How is the Southern Ocean climate represented in ocean-sea ice models forced by the same atmospheric state?

Time-mean and trends for the period 1948-2007 are analysed in a suite of global ocean-sea ice models forced with CORE-II forcing, focusing on the ACC, MOC, water masses and sea-ice evolution.

Downes et al., 2015: An assessment of Southern Ocean water masses and sea-ice during 1988-2007 in a suite of interannual CORE-II simulations. Ocean Modelling, 94, 67-94.

Farneti et al., 2015: An assessment of Antarctic Circumpolar Current and Southern Ocean Meridional Overturning Circulation during 1958-2007 in a suite of interannual CORE-II simulations. Ocean Modelling, 93, 84--120.

The second phase of the Coordinated Ocean-ice Reference Experiments (CORE-II), organized by the CLIVAR Ocean Model Development Panel (OMDP), is resulting in several publications focusing on different oceanic regions and processes. Using many different state-of-the-art global ocean-sea ice models forced with the same atmospheric state spanning 1948-2007, CORE-II studies aim to present a comprehensive overview of ocean-sea ice climate model simulations with respect to observations, and theoretical and previous modelling studies. More information can be found here:

These two papers, recently published in the CORE-II virtual special issue in Ocean Modelling, focus on the Southern Ocean region in models with resolution varying from coarse to eddy-permitting.

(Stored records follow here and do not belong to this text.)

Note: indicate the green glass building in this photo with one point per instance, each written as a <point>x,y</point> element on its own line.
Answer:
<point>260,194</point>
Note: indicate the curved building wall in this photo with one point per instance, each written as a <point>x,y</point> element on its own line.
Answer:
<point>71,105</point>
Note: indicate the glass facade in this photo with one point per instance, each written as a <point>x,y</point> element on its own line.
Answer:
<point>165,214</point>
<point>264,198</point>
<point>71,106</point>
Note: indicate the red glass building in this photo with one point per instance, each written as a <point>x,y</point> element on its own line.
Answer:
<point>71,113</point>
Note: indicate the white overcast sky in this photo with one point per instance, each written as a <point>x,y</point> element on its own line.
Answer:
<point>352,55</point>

The first study assesses the representation of the Antarctic Circumpolar Current (ACC) and Meridional Overturning Circulation (MOC) (Farneti et al., 2015). The authors quantify the degree of eddy saturation and eddy compensation in the models, a topic that has sparked the interest of both theoreticians and modellers in the last few years not only in the pursuit of its physical understanding but also because of the fundamental role that the Southern Ocean plays in a warming climate. Given the relatively small wind changes that occurred during the past 50 years, Farneti et al. (2015) show that most models experienced weak ACC transport sensitivity to changes in winds, and they were considered to be in an eddy saturated regime. Larger differences arise when considering changes in the MOC, with a majority of models exhibiting significant strengthening of the MOC. Only eddy-permitting models and models using a parameterization with a three-dimensional time varying coefficient showed some degree of eddy compensation, as well as weaker changes in isopycnal slopes and associated ACC trends. Also, both ACC and MOC interannual variability was largely controlled by the Southern Annular Mode (SAM) in the CORE-II runs (Figure 1).

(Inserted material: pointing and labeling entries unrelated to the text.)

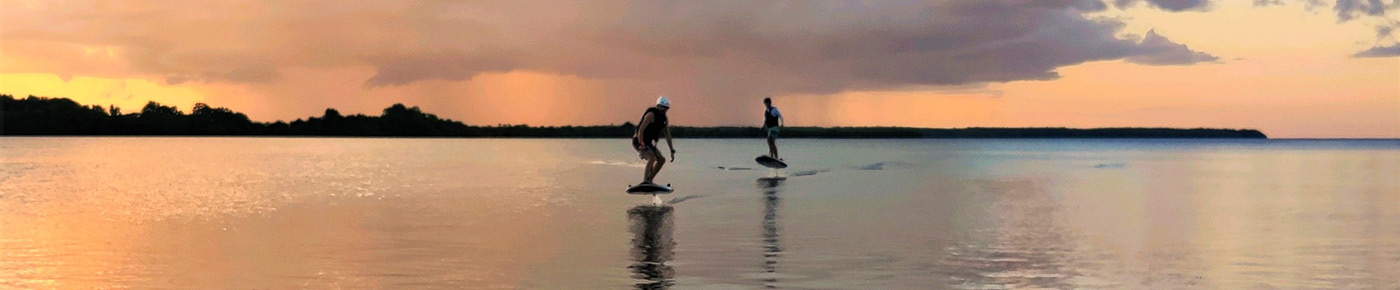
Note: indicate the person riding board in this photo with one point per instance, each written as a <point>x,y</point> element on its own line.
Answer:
<point>772,121</point>
<point>648,129</point>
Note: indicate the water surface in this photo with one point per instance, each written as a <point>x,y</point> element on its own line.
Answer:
<point>479,213</point>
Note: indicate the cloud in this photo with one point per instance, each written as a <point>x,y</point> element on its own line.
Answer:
<point>1168,4</point>
<point>1158,51</point>
<point>724,51</point>
<point>1353,9</point>
<point>1379,52</point>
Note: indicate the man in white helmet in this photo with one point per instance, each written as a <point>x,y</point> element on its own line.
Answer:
<point>648,129</point>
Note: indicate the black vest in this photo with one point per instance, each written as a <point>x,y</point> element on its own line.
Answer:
<point>658,121</point>
<point>769,119</point>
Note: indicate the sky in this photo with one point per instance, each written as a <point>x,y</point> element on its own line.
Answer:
<point>1288,67</point>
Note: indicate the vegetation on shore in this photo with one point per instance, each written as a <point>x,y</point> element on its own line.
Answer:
<point>62,116</point>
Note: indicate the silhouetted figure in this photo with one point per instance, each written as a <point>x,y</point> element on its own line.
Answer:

The second study focuses on the representation of water mass properties and sea-ice processes (Downes et al., 2015). Recent multi-model analyses have shown large discrepancies in mixed layer depths and sea-ice trends (for example, models failing to capture increases in sea ice in the Ross Sea). The mixed layer depth is tightly linked to the flux of water masses into the ocean interior. Downes et al. (2015) show the CORE-II state likely influences the current climate summer and winter mixed layer depths and positions (Figure 2), the upper ocean temperature and salinity biases versus observations, and the summer sea ice concentration. However, the individual ocean and ice model density fields and parameterisations (such as overflow processes and mesoscale mixing schemes) dictate the exchange between water masses, and the decadal trends in the winter mixed layers and sea ice. Biases in the CORE-II state (e.g., winds over the Antarctic continent), primarily due to insufficient observations, also contribute to the models’ misrepresentation of recently observed climate trends.

Written by Riccardo Farneti and Stephanie Downes.

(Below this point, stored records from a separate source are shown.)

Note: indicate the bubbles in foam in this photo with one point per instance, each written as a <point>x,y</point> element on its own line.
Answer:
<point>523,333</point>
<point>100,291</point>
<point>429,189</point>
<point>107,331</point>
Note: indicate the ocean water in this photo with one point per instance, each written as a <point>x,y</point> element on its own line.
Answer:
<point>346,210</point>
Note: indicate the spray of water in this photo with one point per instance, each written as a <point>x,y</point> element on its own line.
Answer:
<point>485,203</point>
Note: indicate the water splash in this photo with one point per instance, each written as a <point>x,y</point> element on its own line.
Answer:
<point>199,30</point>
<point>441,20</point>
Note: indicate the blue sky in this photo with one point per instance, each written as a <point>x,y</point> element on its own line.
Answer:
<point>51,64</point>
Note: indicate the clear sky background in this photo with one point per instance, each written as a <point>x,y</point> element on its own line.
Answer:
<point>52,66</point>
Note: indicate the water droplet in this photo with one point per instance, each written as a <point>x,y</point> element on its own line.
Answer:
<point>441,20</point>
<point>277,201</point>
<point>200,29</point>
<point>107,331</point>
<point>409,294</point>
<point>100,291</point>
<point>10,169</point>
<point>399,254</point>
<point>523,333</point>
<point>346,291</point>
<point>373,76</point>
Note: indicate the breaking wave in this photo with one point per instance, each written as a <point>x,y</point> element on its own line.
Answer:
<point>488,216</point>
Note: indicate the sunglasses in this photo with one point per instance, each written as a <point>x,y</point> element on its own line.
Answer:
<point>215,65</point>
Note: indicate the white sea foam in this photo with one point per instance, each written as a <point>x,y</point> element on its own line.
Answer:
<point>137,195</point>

Figure 1: The multi-model-mean (MMM) Drake Passage transport anomalies (with respect to the 1958-2007 mean; in Sv) are shown by the black line, gray lines refer to individual models transport anomalies, and the SAM index is shown by the red line (right axis). The MMM-SAM correlation is 0.77.


Figure 2: First two top row panels: observed (de Boyer Montegut et al., 2004, OBSV) and multi-model mean (MMM) September mixed layer depth (m), defined as using a 0.03 kg m-3 criterion. Remaining panels (associated color scale at bottom of figure): individual models and multi model mean (1988-2007 average) minus observations. Note: the color bar in the top row represents the mean states of the observations and multi model mean, whereas the color bar at the bottom of the figure is for the remaining rows (the biases from observations).